Drug war is a war on families
By Walter Cronkite
Article Published: Sunday, August 08, 2004
In the midst of the soaring rhetoric of the recent Democratic National Convention, more than one speaker quoted Abraham Lincoln’s first inaugural address, invoking “the better angels of our nature.” Well, there is an especially appropriate task awaiting those heavenly creatures – a long-overdue reform of our disastrous war on drugs. We should begin by recognizing its costly and inhumane dimensions.
Much of the nation, in one way or another, is victimized by this failure – including, most notably, the innocents, whose exposure to drugs is greater than ever.
This despite the fact that there are, housed in federal and state prisons and local jails on drug offenses, more than 500,000 persons – half a million people! Clearly, no punishment could be too severe for that portion of them who were kingpins of the drug trade and who ruined so many lives. But by far, the majority of these prisoners are guilty of only minor offenses, such as possessing small amounts of marijuana. That includes people who used it only for medicinal purposes.
The cost to maintain this great horde of prisoners is more than $10 billion annually.
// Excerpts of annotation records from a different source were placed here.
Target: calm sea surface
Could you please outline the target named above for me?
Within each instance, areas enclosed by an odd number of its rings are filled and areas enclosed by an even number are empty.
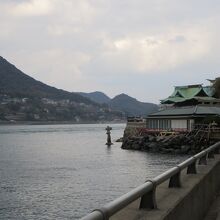
[[[0,219],[79,219],[185,159],[108,148],[106,126],[0,126]]]

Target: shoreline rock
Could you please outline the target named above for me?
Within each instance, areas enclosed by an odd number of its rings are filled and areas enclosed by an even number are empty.
[[[163,154],[195,154],[211,143],[206,138],[187,137],[185,134],[174,136],[144,136],[124,137],[121,148],[127,150],[147,151]]]

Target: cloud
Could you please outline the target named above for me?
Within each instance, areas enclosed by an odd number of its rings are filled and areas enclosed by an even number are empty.
[[[181,66],[202,61],[211,53],[212,35],[200,27],[172,28],[166,33],[133,33],[123,38],[106,38],[96,63],[108,66],[117,74],[168,73]]]
[[[50,0],[26,0],[10,5],[10,13],[15,16],[42,16],[51,11]]]
[[[141,96],[154,77],[168,90],[219,71],[217,0],[8,0],[0,8],[0,55],[63,89]]]

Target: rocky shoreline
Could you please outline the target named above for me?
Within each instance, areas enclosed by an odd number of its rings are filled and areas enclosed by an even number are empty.
[[[156,136],[146,134],[144,136],[124,137],[121,148],[127,150],[139,150],[158,152],[164,154],[190,154],[193,155],[207,148],[212,143],[206,137],[178,134],[174,136]]]

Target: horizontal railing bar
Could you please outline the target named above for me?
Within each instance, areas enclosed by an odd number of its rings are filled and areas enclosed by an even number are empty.
[[[114,201],[109,202],[108,204],[104,205],[101,209],[94,210],[92,213],[83,217],[81,220],[108,219],[109,217],[111,217],[112,215],[114,215],[115,213],[123,209],[124,207],[128,206],[130,203],[142,197],[144,194],[152,191],[155,186],[160,185],[161,183],[165,182],[166,180],[173,177],[177,173],[180,173],[183,169],[195,163],[198,159],[205,157],[206,155],[208,155],[208,153],[216,150],[217,148],[220,148],[220,142],[188,158],[187,160],[183,161],[179,165],[165,171],[164,173],[153,178],[152,180],[146,181],[144,184],[136,187],[135,189],[122,195],[121,197],[115,199]]]
[[[192,163],[194,163],[196,161],[196,158],[195,157],[190,157],[188,158],[187,160],[183,161],[182,163],[180,163],[178,165],[178,167],[183,170],[185,169],[186,167],[188,167],[189,165],[191,165]]]
[[[153,183],[147,181],[116,200],[104,205],[103,208],[107,211],[110,217],[151,190],[153,190]]]
[[[103,214],[99,211],[93,211],[87,216],[81,218],[81,220],[103,220]]]
[[[178,167],[173,167],[167,171],[165,171],[164,173],[156,176],[155,178],[153,178],[153,181],[156,183],[156,185],[160,185],[161,183],[165,182],[166,180],[168,180],[170,177],[172,177],[173,175],[177,174],[179,172],[179,168]]]

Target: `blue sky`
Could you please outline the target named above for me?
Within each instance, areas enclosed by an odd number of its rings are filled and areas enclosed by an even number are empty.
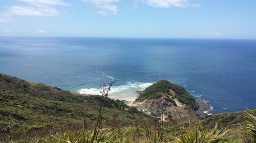
[[[0,0],[0,36],[256,38],[255,0]]]

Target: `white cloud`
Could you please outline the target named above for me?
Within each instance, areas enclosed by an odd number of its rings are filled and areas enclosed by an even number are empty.
[[[199,7],[201,7],[201,5],[199,4],[193,4],[191,5],[191,6],[192,7],[197,7],[197,8],[199,8]]]
[[[52,5],[52,6],[68,6],[70,4],[66,3],[60,0],[18,0],[27,3],[31,5],[41,7],[42,6],[46,5]]]
[[[187,0],[144,0],[144,2],[153,7],[163,8],[185,8],[188,5]]]
[[[16,32],[15,30],[12,30],[12,29],[4,30],[4,31],[5,32]]]
[[[59,14],[59,11],[53,7],[37,7],[33,6],[16,6],[7,7],[12,15],[28,15],[39,16],[55,16]]]
[[[18,0],[28,6],[7,7],[7,11],[0,13],[0,22],[12,20],[14,16],[55,16],[60,11],[55,6],[68,6],[70,5],[61,0]]]
[[[84,2],[89,2],[95,7],[100,9],[97,11],[99,14],[107,15],[108,14],[116,14],[118,11],[118,7],[113,4],[119,0],[83,0]]]
[[[38,30],[38,31],[37,31],[36,32],[39,33],[44,33],[45,32],[45,31],[44,30]]]
[[[212,33],[210,33],[209,35],[212,35],[212,36],[223,36],[224,34],[221,33],[219,32],[214,32]]]
[[[12,16],[6,13],[0,13],[0,22],[9,22],[12,20]]]

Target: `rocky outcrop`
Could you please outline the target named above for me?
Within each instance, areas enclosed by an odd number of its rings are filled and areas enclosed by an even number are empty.
[[[207,102],[196,100],[183,88],[167,80],[161,80],[140,91],[131,106],[165,121],[204,117],[205,111],[210,109]]]

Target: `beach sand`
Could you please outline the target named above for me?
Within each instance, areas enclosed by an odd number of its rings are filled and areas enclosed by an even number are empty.
[[[120,100],[126,100],[127,101],[134,102],[135,101],[136,98],[138,97],[136,95],[123,95],[123,96],[110,96],[109,98],[115,100],[119,99]]]

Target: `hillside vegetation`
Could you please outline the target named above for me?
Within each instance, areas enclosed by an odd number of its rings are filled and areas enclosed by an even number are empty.
[[[82,123],[97,118],[101,98],[31,83],[0,74],[0,132],[26,132]],[[87,109],[84,109],[84,107]],[[108,98],[103,120],[124,122],[147,116],[120,101]]]
[[[0,142],[256,142],[255,110],[198,118],[204,102],[166,80],[130,107],[105,85],[81,95],[0,74]]]
[[[146,88],[136,101],[141,102],[146,99],[159,99],[163,96],[161,93],[172,95],[172,91],[175,93],[175,98],[177,98],[179,101],[192,108],[197,108],[195,105],[196,100],[183,88],[171,83],[166,80],[160,80]],[[168,100],[172,101],[171,99]]]

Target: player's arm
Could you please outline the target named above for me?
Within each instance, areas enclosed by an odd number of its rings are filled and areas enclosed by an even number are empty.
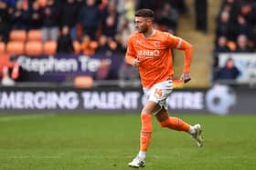
[[[133,48],[131,39],[128,41],[127,51],[125,54],[125,62],[133,66],[138,66],[140,64],[139,60],[136,58],[136,52]]]
[[[185,53],[185,61],[183,66],[183,74],[181,75],[181,79],[187,83],[191,79],[190,76],[190,65],[193,56],[193,46],[186,40],[181,37],[169,35],[169,43],[172,48],[176,48],[179,50],[183,50]]]

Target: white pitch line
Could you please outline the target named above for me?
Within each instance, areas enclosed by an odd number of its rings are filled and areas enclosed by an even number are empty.
[[[0,116],[0,122],[10,122],[10,121],[20,121],[27,119],[37,119],[43,118],[48,116],[54,116],[54,114],[48,115],[8,115],[8,116]]]

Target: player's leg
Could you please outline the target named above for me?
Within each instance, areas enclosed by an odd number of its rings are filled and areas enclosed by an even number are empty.
[[[150,145],[152,127],[152,113],[159,110],[159,105],[152,101],[147,101],[141,113],[140,151],[137,156],[128,164],[131,167],[144,167],[146,151]]]
[[[197,141],[199,147],[203,146],[203,139],[201,137],[202,129],[199,124],[190,125],[180,118],[169,116],[165,108],[162,108],[155,115],[155,117],[162,127],[187,132]]]

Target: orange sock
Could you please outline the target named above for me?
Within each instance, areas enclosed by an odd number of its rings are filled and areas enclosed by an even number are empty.
[[[142,131],[140,138],[140,150],[145,152],[149,146],[152,135],[152,115],[148,114],[143,114],[141,115],[141,121]]]
[[[177,117],[169,117],[166,120],[160,122],[162,127],[168,127],[176,131],[188,132],[190,125]]]

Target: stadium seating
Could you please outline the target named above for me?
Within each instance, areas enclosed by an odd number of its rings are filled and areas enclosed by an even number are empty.
[[[27,41],[27,32],[26,30],[12,30],[10,32],[10,41]]]
[[[57,51],[57,42],[47,41],[43,45],[45,55],[55,55]]]
[[[74,46],[74,51],[75,54],[80,54],[80,44],[79,41],[74,41],[73,42],[73,46]]]
[[[28,55],[39,55],[43,54],[43,44],[38,41],[28,41],[25,45],[25,52]]]
[[[40,29],[32,29],[27,33],[27,40],[28,41],[42,41],[42,30]]]
[[[4,42],[0,42],[0,54],[5,53],[5,44]]]
[[[10,55],[23,55],[24,43],[20,41],[10,41],[6,45],[6,52]]]

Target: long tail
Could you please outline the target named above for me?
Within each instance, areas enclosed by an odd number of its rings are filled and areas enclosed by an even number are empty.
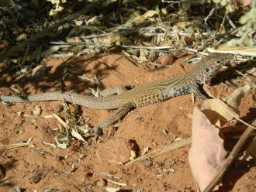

And that’s just part of the cost of this war on drugs: The federal, state and local drug-control budgets last year added up to almost $40 billion.
These figures were amassed by the Drug Policy Alliance, one of the foremost national organizations seeking to bring reason to the war on drugs and reduce substantially those caught in the terrible web of addiction.
There are awful tales of tragedy and shocking injustice hidden in those figures – the product of an almost mindlessly draconian system called “mandatory sentencing,” in which even small offenses can draw years in prison.
Thousands of women, many of them mothers of young children, are included among those minor offenders. Those children left without motherly care are the most innocent victims of the drug war and the reason some call it a “war on families.”
Women are the fastest-growing segment of the prison population, with almost 80 percent of them incarcerated for drug offenses. The deep perversity of the system lies in the fact that women with the least culpability often get the harshest sentences.
Unlike the guilty drug dealer, they often have no information to trade for a better deal from prosecutors, and might end up with a harsher sentence than the dealer gets.
Then there are women like Kimba Smith, in California, who probably knew a few things but was so terrified of her abusive boyfriend that she refused to testify against him. (Those who agree to testify, by the way, frequently are murdered before they have a chance to do so.) Smith paid for her terrified silence with a 24-year sentence. Nonviolent first offenders, male and female, caught with only small amounts of a controlled substance frequently are given prison sentences of five to 10 years or more. As a result, the number of nonviolent offenders in the nation’s prisons is filling them to overflowing, literally. The resulting overcrowding is forcing violent felons onto the streets with early releases.
The Drug Policy Alliance also points out other important areas of injustice in the present enforcement system. For instance, people of color – African-Americans and Latinos – are far more likely to be jailed for drug offenses than others. And college students caught in possession of very small amounts of illegal substances are denied student loans and even food stamps.
The Alliance and other organizations are working to reform and reframe the war on drugs. And they are finding many judges on their side, who are rebelling against this cruel system. We can expect no federal action during the congressional hiatus in activity ahead of the November elections, but it would be of considerable help if, across the country, campaigning politicians put this high on their promises of legislative action, much sooner than later.
Walter Cronkite has been a journalist for more than 60 years, including 19 as anchor of the CBS Evening News.